When Jesus gives glory to His Father for revealing to the little ones the things hidden from the wise, the little ones He speaks of are His disciples. And these were not naive children. They were adult men who knew the ways of the world: Matthew, the tax collector, knew how to make money; Jude, the Zealot, knew the art of guerrilla warfare; Peter, James and John were fishermen who knew how to steer their boat on the lake and cast their nets. They had given up everything to become disciples of Jesus. When He invites them – and us – to simplicity of heart, He is not inviting us to a childish attitude or a childish kind of spirituality. He is inviting us to a very demanding form of poverty of heart. He invites us to follow Him as disciples and therefore to abandon all our sources of security, especially our thirst for power, just as His disciples had abandoned everything to follow Him.

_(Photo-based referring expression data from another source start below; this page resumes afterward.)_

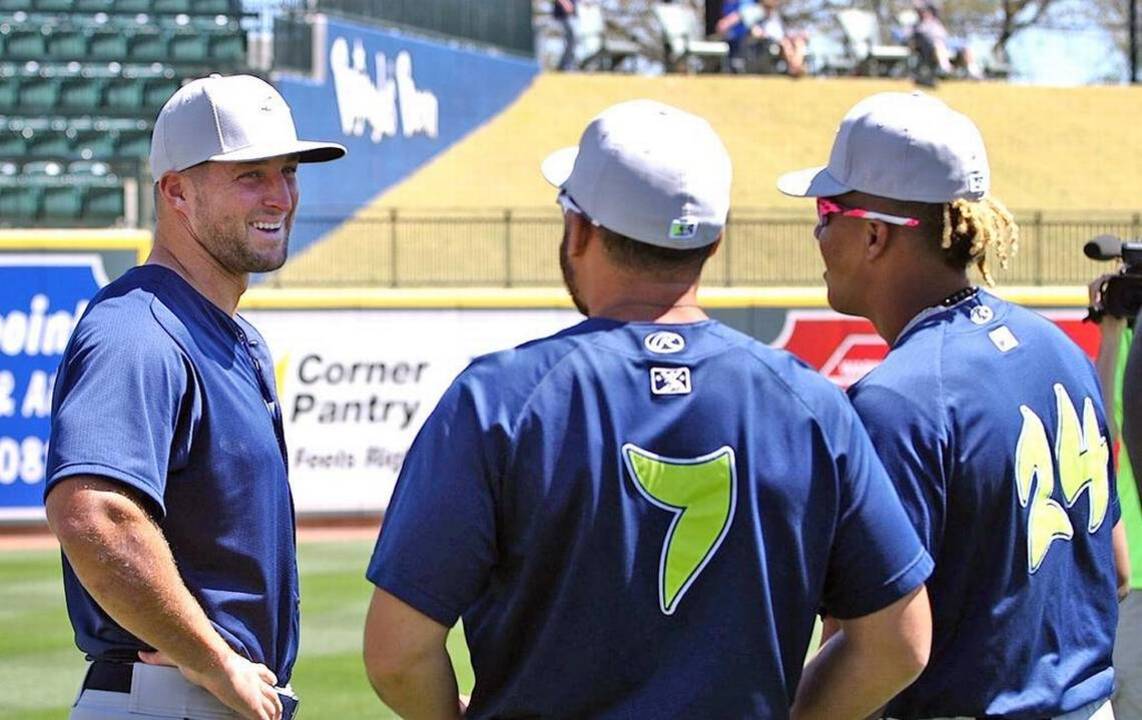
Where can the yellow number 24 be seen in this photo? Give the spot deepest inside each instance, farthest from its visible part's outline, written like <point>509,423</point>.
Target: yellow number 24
<point>1082,454</point>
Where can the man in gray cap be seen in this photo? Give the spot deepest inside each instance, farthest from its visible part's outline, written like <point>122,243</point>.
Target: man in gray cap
<point>167,472</point>
<point>640,516</point>
<point>987,416</point>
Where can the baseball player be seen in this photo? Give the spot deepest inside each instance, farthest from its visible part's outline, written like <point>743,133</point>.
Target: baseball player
<point>987,417</point>
<point>167,474</point>
<point>638,517</point>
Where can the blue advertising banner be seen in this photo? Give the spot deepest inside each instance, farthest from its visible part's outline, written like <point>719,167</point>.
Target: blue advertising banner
<point>394,101</point>
<point>41,298</point>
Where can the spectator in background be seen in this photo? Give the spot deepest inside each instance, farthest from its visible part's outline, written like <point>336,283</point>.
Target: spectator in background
<point>940,53</point>
<point>756,31</point>
<point>563,10</point>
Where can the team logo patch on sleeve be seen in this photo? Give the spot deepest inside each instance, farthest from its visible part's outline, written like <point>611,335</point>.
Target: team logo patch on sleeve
<point>669,381</point>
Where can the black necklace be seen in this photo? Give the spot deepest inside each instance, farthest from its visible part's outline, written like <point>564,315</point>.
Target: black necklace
<point>959,296</point>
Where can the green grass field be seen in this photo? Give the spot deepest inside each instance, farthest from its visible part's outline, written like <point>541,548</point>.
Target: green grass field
<point>41,668</point>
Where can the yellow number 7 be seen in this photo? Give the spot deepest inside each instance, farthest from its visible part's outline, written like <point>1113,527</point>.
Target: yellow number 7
<point>1082,455</point>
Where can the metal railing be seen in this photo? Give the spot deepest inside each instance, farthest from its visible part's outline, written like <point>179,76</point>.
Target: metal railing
<point>519,248</point>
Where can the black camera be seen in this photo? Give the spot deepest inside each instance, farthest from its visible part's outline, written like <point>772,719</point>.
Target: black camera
<point>1122,294</point>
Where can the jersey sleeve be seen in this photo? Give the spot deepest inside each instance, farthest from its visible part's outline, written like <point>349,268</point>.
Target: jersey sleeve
<point>908,445</point>
<point>876,556</point>
<point>437,541</point>
<point>120,406</point>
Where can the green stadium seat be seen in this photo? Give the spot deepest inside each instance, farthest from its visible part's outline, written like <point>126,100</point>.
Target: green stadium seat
<point>66,45</point>
<point>228,48</point>
<point>107,45</point>
<point>25,44</point>
<point>81,94</point>
<point>18,202</point>
<point>214,7</point>
<point>39,93</point>
<point>95,145</point>
<point>149,46</point>
<point>13,145</point>
<point>63,201</point>
<point>189,48</point>
<point>170,7</point>
<point>134,144</point>
<point>49,145</point>
<point>159,92</point>
<point>104,202</point>
<point>123,95</point>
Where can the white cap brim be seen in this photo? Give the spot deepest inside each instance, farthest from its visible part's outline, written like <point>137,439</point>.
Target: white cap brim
<point>811,183</point>
<point>557,166</point>
<point>307,151</point>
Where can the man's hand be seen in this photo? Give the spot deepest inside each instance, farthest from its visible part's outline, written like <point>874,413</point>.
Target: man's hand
<point>244,687</point>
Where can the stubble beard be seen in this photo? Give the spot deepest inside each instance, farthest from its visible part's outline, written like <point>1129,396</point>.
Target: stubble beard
<point>569,274</point>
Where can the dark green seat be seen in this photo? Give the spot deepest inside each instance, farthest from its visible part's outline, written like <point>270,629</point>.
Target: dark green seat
<point>66,45</point>
<point>123,95</point>
<point>104,202</point>
<point>159,92</point>
<point>134,144</point>
<point>189,48</point>
<point>18,202</point>
<point>228,48</point>
<point>149,46</point>
<point>49,145</point>
<point>41,93</point>
<point>81,94</point>
<point>62,201</point>
<point>25,45</point>
<point>107,45</point>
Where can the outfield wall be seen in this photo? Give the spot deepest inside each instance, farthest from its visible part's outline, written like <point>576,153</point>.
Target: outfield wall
<point>359,372</point>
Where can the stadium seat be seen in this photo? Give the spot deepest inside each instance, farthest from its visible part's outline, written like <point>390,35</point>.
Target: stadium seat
<point>105,204</point>
<point>147,46</point>
<point>134,144</point>
<point>49,145</point>
<point>107,45</point>
<point>95,145</point>
<point>66,45</point>
<point>123,95</point>
<point>228,48</point>
<point>189,48</point>
<point>25,45</point>
<point>39,93</point>
<point>62,201</point>
<point>18,202</point>
<point>81,93</point>
<point>158,92</point>
<point>53,6</point>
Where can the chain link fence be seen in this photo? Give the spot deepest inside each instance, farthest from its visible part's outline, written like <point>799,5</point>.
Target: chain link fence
<point>520,248</point>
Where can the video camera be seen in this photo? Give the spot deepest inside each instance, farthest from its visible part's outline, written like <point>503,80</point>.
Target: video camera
<point>1122,294</point>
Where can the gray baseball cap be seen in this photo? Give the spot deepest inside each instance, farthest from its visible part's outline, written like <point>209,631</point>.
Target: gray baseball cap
<point>900,145</point>
<point>649,172</point>
<point>228,119</point>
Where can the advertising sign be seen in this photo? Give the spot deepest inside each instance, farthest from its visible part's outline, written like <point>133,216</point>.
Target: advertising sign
<point>41,300</point>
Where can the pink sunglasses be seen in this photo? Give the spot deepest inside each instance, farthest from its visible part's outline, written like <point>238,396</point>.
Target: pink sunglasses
<point>826,207</point>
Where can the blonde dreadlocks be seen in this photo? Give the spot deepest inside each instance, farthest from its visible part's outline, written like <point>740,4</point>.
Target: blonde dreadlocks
<point>980,232</point>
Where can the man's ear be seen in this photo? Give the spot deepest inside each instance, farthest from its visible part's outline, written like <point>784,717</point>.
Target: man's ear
<point>877,239</point>
<point>174,189</point>
<point>580,233</point>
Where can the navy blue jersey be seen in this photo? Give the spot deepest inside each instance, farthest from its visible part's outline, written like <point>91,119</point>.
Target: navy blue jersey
<point>163,392</point>
<point>990,422</point>
<point>640,520</point>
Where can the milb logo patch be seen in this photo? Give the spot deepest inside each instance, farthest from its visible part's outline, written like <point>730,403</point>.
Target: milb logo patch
<point>669,381</point>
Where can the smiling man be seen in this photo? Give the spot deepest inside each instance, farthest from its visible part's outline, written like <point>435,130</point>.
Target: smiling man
<point>167,479</point>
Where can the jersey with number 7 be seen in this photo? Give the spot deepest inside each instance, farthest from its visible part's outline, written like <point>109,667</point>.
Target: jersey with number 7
<point>641,520</point>
<point>990,423</point>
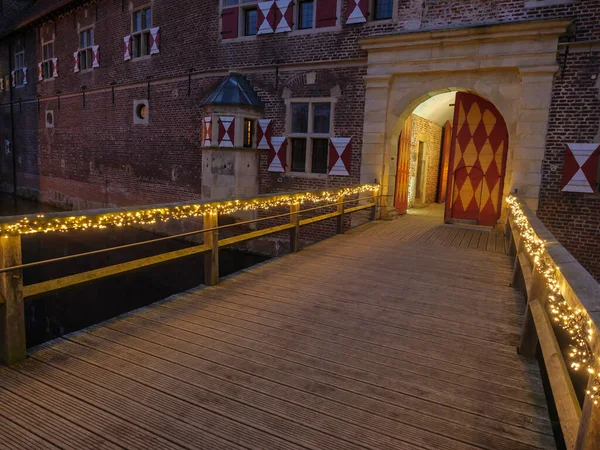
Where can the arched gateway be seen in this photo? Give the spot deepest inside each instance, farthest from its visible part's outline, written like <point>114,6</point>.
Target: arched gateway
<point>503,78</point>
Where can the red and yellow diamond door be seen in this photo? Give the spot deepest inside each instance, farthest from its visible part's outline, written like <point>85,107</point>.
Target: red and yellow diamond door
<point>477,161</point>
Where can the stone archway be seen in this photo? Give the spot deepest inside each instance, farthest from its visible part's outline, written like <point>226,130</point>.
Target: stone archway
<point>511,65</point>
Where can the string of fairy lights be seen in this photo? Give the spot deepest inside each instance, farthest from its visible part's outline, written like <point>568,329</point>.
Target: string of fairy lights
<point>45,224</point>
<point>575,321</point>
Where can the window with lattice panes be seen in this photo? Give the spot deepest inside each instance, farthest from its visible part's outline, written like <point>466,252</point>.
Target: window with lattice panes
<point>311,126</point>
<point>86,54</point>
<point>19,65</point>
<point>47,60</point>
<point>140,36</point>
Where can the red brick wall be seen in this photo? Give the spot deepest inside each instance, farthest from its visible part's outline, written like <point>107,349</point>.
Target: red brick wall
<point>431,133</point>
<point>574,218</point>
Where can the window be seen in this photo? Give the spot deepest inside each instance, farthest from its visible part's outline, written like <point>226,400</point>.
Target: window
<point>140,36</point>
<point>310,125</point>
<point>86,56</point>
<point>19,64</point>
<point>306,14</point>
<point>248,133</point>
<point>47,63</point>
<point>383,9</point>
<point>250,21</point>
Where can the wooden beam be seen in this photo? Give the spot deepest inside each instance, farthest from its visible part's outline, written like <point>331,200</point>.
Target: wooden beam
<point>255,234</point>
<point>13,347</point>
<point>211,259</point>
<point>567,405</point>
<point>85,277</point>
<point>295,228</point>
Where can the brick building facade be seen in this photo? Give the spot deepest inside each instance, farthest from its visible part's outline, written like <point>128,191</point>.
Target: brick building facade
<point>75,138</point>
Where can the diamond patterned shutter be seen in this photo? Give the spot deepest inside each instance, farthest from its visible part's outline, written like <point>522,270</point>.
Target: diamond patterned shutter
<point>340,155</point>
<point>581,167</point>
<point>55,67</point>
<point>277,155</point>
<point>154,40</point>
<point>127,48</point>
<point>263,133</point>
<point>326,15</point>
<point>265,17</point>
<point>226,131</point>
<point>359,10</point>
<point>95,56</point>
<point>207,132</point>
<point>477,161</point>
<point>229,23</point>
<point>285,16</point>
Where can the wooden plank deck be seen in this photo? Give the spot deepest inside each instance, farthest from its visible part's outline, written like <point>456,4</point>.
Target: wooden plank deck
<point>397,335</point>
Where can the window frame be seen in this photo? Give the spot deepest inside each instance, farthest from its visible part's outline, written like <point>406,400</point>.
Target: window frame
<point>310,135</point>
<point>143,34</point>
<point>87,51</point>
<point>48,63</point>
<point>18,70</point>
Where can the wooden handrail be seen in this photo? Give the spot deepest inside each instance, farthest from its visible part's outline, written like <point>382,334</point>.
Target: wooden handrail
<point>12,291</point>
<point>581,292</point>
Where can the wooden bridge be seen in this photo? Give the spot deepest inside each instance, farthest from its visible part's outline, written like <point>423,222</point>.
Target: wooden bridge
<point>397,334</point>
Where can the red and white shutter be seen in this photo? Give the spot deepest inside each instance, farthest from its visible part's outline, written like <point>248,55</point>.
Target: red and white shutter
<point>277,156</point>
<point>581,167</point>
<point>207,132</point>
<point>285,16</point>
<point>264,133</point>
<point>359,10</point>
<point>75,62</point>
<point>154,40</point>
<point>226,131</point>
<point>265,17</point>
<point>127,48</point>
<point>229,23</point>
<point>326,15</point>
<point>95,56</point>
<point>340,156</point>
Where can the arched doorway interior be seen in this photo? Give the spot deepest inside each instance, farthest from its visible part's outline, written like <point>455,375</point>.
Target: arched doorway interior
<point>470,161</point>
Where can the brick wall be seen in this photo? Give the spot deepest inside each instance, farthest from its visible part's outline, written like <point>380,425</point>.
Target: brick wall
<point>574,218</point>
<point>431,133</point>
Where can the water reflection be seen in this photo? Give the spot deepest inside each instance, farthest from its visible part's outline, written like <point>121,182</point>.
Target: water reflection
<point>52,315</point>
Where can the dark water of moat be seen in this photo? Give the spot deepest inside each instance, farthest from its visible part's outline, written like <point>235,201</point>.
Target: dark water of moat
<point>53,315</point>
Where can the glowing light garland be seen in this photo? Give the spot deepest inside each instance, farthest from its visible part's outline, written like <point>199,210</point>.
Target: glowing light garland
<point>575,321</point>
<point>42,224</point>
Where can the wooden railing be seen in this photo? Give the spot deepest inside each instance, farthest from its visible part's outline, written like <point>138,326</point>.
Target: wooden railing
<point>12,291</point>
<point>558,289</point>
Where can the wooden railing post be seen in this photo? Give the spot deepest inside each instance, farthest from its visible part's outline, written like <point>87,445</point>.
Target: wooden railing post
<point>211,258</point>
<point>588,435</point>
<point>295,232</point>
<point>12,313</point>
<point>374,208</point>
<point>340,218</point>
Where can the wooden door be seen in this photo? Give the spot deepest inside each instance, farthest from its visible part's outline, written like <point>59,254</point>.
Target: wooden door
<point>444,163</point>
<point>402,173</point>
<point>477,161</point>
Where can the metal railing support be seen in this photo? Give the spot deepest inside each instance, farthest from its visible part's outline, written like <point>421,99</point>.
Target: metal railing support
<point>12,314</point>
<point>295,232</point>
<point>211,258</point>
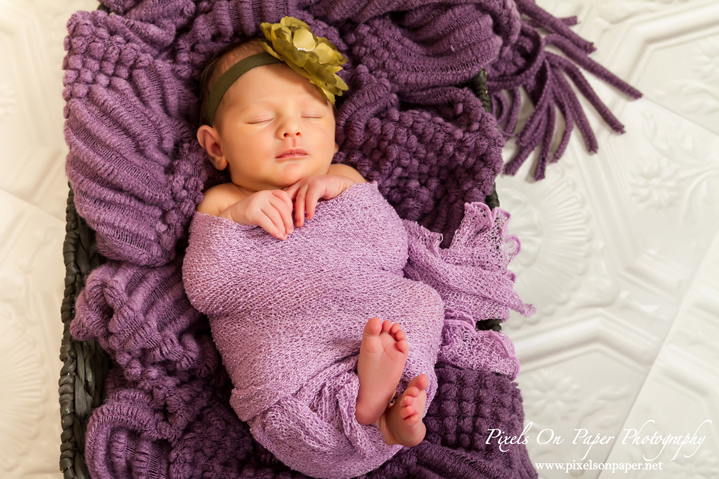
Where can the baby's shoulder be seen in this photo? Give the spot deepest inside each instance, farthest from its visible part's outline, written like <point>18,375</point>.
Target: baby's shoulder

Similarly, Moses, after being powerful in the house of Pharaoh of Egypt, became a fugitive in the desert; and when he received from God the mission to free His people, he exclaimed: ‘Who am I (to accomplish such a thing)?’ And God does not answer him that He will make him powerful, but simply says, ‘I will be with you.’
The great characteristic of a child is its powerlessness. Children can be, in their own way, as intelligent, loving, etc. as adults. But because they have not yet accumulated knowledge, material possessions and social relationships, they are powerless. As soon as we become adults, we want to exercise power and control: over our own lives, over other people, over material things, and sometimes even over God. This is what Jesus asks us to renounce when He asks us to be like little children.
A useful exercise in self-knowledge might be to examine the various forms in which our thirst for power is expressed in the various aspects of our lives, and how we defend that power. Let us then contemplate our Lord, who came not as a powerful king on His throne, but as a humble and powerless prophet on a donkey.
Let us also look at the smallness of His most holy servant, His mother, and like Her, let us sing with renewed joy and hope: ‘He has brought down the powerful from their thrones, and lifted up the lowly.’ And may we all sing together one day, for ever and ever: ‘Blessed be the God of Israel, for He has looked upon the lowliness of His handmaids and servants.’